The phone buzzed, so Ash answered and mouthed Thank you to his daughter. She ran out of the room, presumably to wherever Hannah was.
“Ash Rashid. What’s going on?” he asked, blinking sleep from his eyes.
“Detective Rashid, this is Craig Davis from the Hancock County Sheriff’s Department. I need you to come out to the location you gave me earlier.”
“Did you find something?”
“Yeah. And I think you should come out here to see it.”
“All right,” said Ash, glancing at his watch. He had work that night, but not for several more hours. He had time. “I’ll be there as soon as I can.”
“See you then.”
Ash hung up the phone and put his work clothes back on before heading to the living room. Hannah sat on the floor with Kaden while Megan lay on the couch.

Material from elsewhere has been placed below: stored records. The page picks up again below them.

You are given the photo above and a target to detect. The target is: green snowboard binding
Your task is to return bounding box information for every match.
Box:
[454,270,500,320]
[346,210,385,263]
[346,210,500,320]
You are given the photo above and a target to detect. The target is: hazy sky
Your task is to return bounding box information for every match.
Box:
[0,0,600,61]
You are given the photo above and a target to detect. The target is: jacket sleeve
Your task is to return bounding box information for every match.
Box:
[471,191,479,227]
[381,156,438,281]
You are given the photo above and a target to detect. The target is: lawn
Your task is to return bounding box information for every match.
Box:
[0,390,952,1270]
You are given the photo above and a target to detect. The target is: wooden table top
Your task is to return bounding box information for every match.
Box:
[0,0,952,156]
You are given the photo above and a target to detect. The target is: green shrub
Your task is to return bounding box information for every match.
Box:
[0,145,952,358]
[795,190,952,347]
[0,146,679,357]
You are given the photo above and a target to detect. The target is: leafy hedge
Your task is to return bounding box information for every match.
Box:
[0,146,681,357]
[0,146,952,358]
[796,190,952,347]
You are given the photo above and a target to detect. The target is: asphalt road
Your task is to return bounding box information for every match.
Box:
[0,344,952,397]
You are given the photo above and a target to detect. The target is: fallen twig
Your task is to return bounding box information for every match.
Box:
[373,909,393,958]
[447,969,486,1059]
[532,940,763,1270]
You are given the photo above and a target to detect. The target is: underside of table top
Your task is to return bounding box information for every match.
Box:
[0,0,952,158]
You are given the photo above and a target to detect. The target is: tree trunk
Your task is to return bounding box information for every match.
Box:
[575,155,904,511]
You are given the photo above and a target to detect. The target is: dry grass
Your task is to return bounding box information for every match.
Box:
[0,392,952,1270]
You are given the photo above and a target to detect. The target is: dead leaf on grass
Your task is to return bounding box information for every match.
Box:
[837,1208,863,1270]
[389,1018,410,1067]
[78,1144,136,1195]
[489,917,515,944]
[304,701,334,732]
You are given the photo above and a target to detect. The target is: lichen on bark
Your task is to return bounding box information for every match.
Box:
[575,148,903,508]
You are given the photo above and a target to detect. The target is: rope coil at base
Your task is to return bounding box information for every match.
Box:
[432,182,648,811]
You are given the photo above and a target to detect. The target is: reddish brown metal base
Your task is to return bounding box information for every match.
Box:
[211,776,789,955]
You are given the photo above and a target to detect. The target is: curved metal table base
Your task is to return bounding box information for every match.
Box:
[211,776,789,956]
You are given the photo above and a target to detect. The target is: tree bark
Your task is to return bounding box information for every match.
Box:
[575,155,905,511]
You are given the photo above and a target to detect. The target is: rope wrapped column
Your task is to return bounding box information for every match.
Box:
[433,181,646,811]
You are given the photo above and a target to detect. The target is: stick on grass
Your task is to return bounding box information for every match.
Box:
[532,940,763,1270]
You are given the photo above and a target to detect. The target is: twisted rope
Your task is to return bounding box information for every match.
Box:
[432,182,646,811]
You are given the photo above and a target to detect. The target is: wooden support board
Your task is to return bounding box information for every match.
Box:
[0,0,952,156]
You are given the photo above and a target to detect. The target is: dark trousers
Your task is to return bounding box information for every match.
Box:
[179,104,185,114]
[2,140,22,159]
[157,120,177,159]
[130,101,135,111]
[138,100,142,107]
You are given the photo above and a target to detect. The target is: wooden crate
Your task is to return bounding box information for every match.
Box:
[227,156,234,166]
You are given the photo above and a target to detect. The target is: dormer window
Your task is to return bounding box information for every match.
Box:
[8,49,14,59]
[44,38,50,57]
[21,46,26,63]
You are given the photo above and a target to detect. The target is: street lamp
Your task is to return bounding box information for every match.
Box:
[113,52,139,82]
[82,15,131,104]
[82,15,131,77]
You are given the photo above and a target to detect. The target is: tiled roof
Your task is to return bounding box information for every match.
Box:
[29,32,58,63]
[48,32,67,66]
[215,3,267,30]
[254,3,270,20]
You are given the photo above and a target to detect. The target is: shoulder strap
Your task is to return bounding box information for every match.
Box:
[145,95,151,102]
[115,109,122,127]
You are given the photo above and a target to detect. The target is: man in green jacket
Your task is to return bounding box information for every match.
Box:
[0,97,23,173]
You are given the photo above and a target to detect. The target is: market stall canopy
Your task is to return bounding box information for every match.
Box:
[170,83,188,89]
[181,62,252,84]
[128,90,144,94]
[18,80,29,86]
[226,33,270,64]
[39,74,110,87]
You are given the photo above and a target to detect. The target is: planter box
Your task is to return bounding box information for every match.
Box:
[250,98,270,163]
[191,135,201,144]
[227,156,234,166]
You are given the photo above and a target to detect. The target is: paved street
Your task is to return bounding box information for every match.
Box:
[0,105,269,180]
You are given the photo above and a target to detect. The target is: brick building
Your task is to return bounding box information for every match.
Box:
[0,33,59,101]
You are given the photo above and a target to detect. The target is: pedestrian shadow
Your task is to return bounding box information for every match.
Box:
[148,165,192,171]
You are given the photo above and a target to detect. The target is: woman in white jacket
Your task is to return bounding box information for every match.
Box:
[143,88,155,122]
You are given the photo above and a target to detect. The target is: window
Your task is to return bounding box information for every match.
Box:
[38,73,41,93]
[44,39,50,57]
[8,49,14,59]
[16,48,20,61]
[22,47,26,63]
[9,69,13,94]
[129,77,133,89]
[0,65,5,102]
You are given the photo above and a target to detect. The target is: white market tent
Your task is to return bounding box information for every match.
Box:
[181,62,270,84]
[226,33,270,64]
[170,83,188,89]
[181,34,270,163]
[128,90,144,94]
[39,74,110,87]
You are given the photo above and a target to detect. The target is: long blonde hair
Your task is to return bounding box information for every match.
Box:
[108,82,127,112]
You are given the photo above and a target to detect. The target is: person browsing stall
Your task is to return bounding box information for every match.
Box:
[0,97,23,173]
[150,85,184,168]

“I’m going to head back to work for a little while,” said Ash. “I’ll try to be back for iftar, but I can’t make any promises. I might be late.”
Hannah smiled at Kaden and then looked up at him. “Late like last night?”
“We’re going to try to get Rebecca Cook back tonight. The guy who took her asked for me. I don’t know why.”
“What does that mean?”
“It means I’m dropping off the ransom money and hopefully getting Rebecca. I’ll be wearing a bullet-resistant vest, and I’ll have half our department watching my back.”
Hannah sighed and closed her eyes. “Why does this never happen to anybody but you?”
“I didn’t ask for this. It just happened.”
Hannah nodded and looked at Megan.
“Hug your father, Megan. He’s got to go to work.”
Megan sprung up immediately and latched on to Ash’s waist. “Bye, Bob.”
“Bye, sweetheart. Stay out of trouble.”
“I will.”
Ash looked up at Hannah again. “I’ll call you before anything happens.”
“Sure.”
Ash hugged Kaden on his way out of the house and then entered the bed-and-breakfast’s address on the GPS in his cruiser. Time to see what Bukoholov had found.
14
The Dandelion Inn stood in the center of a roughly ten-acre clearing in a wooded area east of New Palestine. It had a gravel lot and a four-car garage to the west of the main building and a storage shed in the distance, near the tree line. Two uniformed Hancock County sheriff’s deputies stood watch beside the inn’s front door, while a big man with tattoos on his forearms sat in handcuffs on the steps. Ash parked beside one of the five police cruisers in the lot and stepped out to get a look at the building. Aside from some thick black bars over the casement windows in the basement, it looked like a high-end bed-and-breakfast, exactly what it purported to be.
Ash waved to the deputies on the front porch and walked toward them. He unclipped his badge from his belt and slipped it into the front pocket of his jacket.
“I’m Detective Ash Rashid. I’m looking for Craig Davis. He’s expecting me.”
One of the deputies nodded to the other and then disappeared into the house. The second deputy took a step forward and thrust a clipboard in front of him.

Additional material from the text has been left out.